I must confess that I know very little of the history of the Catholic Church. I couldn’t name 5 Popes. Oh, I know something of the Vatican, the incredible art that lives within its walls etc. but as far as the business of the church, I am clueless. But on the rare occasions when it’s time to elect a Pope, I become fascinated.
First there’s the red-robed Cardinals walking around in circles chanting stuff and looking terrible solemn. Then there’s the walk over to the Sistine Chapel where the security detail guards dressed in the coolest uniforms ever lock the doors, shielding the 115 cardinals from the outside world. Once inside these fine feathered gentlemen will take 4 votes a day until there’s a two thirds majority agreement. Once agreement is reached on the next infallible man, a hastily erected chimney on the top of the chapel will belch white smoke as a sign to the faithful that a new Pope has been chosen. Now, let me tell you, these Catholics can teach the rest of us a thing or two about drama!

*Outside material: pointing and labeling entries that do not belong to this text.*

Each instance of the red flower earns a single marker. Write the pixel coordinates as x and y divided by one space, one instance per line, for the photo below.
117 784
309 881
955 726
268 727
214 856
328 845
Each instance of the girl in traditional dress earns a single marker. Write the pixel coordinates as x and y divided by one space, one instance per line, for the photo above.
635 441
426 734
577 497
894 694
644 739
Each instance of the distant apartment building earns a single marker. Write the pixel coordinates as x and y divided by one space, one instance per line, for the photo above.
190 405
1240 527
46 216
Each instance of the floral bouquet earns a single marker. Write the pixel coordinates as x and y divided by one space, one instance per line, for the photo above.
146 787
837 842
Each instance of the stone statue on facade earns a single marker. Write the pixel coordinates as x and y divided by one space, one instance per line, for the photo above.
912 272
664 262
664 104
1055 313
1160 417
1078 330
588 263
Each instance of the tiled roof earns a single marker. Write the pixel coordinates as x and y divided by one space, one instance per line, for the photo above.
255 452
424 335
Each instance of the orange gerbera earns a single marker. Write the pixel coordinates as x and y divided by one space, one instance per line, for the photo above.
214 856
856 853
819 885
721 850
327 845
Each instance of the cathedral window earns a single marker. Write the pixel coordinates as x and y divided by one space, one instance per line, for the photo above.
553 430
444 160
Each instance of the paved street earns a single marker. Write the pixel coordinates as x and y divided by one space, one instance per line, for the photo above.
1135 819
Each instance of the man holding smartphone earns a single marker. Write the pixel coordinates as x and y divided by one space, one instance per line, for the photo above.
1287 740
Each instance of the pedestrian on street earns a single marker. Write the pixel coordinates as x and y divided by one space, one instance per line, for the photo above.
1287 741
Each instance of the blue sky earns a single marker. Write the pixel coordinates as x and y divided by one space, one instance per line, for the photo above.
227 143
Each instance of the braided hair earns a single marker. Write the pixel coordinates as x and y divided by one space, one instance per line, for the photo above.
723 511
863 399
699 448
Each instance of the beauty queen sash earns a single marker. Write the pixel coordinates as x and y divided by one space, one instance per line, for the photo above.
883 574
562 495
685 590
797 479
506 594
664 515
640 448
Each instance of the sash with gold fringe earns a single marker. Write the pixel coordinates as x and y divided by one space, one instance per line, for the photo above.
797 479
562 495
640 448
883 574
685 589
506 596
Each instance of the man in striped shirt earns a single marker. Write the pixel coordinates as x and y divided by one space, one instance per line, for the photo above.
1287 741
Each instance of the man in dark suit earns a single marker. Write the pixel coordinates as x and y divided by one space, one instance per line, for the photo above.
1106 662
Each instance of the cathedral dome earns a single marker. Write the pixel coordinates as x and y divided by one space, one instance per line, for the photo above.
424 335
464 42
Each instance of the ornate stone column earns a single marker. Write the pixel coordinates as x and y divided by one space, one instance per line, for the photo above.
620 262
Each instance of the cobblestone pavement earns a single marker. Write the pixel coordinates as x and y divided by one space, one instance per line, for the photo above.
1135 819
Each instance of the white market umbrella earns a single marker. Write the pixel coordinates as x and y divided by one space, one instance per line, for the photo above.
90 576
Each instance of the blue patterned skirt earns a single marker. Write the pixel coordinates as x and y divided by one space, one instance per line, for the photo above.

Can you imagine the Southern Baptist Convention going through these histrionics to elect a new…what do you even call the head of Southern Baptists anyway? First of all, you probably couldn’t get 115 Baptists to agree on a building to be locked away in, besides which, it would take two years to pick the 115, for fear that some annoying moderate might slip through the cracks. And, can you imagine those 115 Baptists being able to keep a secret long enough to start a fire to break the news to the world? Half of them will have tweeted the results within 15 seconds of the vote! Oh, I think the head guy is called the President.
Anyway, the Catholics have always done pageantry better than anyone. The most dyed in the wool atheist alive would feel some sense of reverence upon entering the Sistine Chapel, for example. Regardless of one’s theological proclivities, there’s something overpowering about the profound reverence one feels upon entering a Catholic church. They’re all so dimly lit, so magisterial, so quiet. What, with the flickering candlelight, stained glass, and people kneeling all over the place, it makes you check yourself to make sure you look presentable.
Now, I couldn’t take a steady diet of all that formality and ritual, but I have to say as a Baptist, that I do long for a more serious, humble experience in church every once in a while. Our services more resemble a Kiwanis club luncheon with all the glad-handing, laughter, and jokes flying around. “Greet someone around you who you haven’t met before, church!” the pastor extols while lively music rings from the rafters. For all of Baptist rhetoric about how God is so Holy and such a righteous judge, we sure do a lot of shucking and jiving in his presence. Most of the folks I’ve seen in the pews of a Catholic Church look like they are so deep in thought that the last thing they want to do is shake hands with a stranger. Of course, it’s always difficult to be glib and informal by candle light.
Don’t get me wrong, I have no desire to convert to Catholicism. It’s a theological mess for one thing, biblically incoherent and just plain creepy at times, but whenever it’s time to elect a Pope, I do envy them their seriousness, their sense of history, purpose, and the grandeur of their style. They do the Glory of God better than anyone on the planet, and in 2013 there are worse things a church can be known for.